Realmente pienso que no es justo. ¿Cómo es posible que una persona como mi abuelo, tan bueno, tan curioso, tan vital, un abuelo joven, vaya…, nos haya dejado así? No comprendo la muerte. Te arrebata a las personas de repente. Te impide volver a hablar y reír con ellas, tocarlas y verlas. Jamás podrás oírlas de nuevo, regalarles algo o decirles eso que nunca tuviste el valor de contarles. Sí, sólo una última vez, por favor, una última vez. Me encantaría poder decirte cuánto te quiero, abuelo.
– ¿En qué piensas?
– Ni siquiera yo lo sé… En muchas cosas. -Lo miro-. ¿Piensas alguna vez en la muerte, R. J.?
– No… No mucho. -Me sonríe-. ¿Sabes? Creo que sólo la puedes aceptar como viene y ser feliz por lo que te haya podido suceder mientras tanto.
– Parece algo que has leído; hablas como un escritor.

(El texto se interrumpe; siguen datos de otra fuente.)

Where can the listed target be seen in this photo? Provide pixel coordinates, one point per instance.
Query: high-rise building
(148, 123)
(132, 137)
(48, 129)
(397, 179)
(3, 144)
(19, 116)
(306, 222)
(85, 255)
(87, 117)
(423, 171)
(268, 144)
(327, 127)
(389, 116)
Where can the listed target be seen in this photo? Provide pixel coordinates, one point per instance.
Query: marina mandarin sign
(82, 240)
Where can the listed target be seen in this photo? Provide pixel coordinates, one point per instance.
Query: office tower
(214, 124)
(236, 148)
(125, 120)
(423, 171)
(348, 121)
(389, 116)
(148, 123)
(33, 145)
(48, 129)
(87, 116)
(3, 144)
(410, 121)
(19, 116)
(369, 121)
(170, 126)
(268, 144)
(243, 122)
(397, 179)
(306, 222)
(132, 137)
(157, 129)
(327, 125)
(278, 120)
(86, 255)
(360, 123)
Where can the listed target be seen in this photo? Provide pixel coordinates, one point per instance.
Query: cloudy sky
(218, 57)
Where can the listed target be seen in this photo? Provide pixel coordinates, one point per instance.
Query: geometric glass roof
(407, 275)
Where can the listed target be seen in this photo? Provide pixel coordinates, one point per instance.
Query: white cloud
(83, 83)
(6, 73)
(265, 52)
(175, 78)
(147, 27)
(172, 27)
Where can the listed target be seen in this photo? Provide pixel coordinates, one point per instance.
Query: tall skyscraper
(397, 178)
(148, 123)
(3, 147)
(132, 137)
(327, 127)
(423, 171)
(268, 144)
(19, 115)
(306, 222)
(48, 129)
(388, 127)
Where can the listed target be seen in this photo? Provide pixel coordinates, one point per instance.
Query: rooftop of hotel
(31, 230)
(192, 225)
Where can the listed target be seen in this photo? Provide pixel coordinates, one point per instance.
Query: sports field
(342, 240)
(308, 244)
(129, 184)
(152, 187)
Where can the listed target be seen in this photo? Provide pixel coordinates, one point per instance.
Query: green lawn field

– Bueno, es más sencillo que todo eso: es lo que siempre me decía el abuelo.
– ¿Hablabas con él de la muerte?
– No, de la vida. Me decía que si no existiese la muerte la vida no podría seguir adelante. La muerte es la forma que tiene la vida de defenderse a sí misma. En una ocasión me leyó algo precioso de un poeta que se llama Pablo Neruda.
Seguimos caminando mientras Rusty trata por todos los medios de recordar, después su voz se dulcifica:
– «Muere lentamente quien evita una pasión, quien prefiere el negro sobre blanco y los puntos sobre las "íes" a un remolino de emociones, justamente las que rescatan el brillo de los ojos, las que convierten un bostezo en una sonrisa, las que hacen latir el corazón ante las equivocaciones y los sentimientos.»
– Es precioso…
– Sí. Y, además, es cierto Caro, los que mueren de verdad son los que no viven. Los que se reprimen porque los asusta el qué dirán. Los que hacen descuentos a la felicidad. Los que se comportan siempre de la misma forma pensando que no se puede hacer nada diferente, los que piensan que amar es como una jaula, los que nunca cometen pequeñas locuras para reírse de sí mismos o de los demás. Mueren los que no saben ni pedir ni ofrecer ayuda.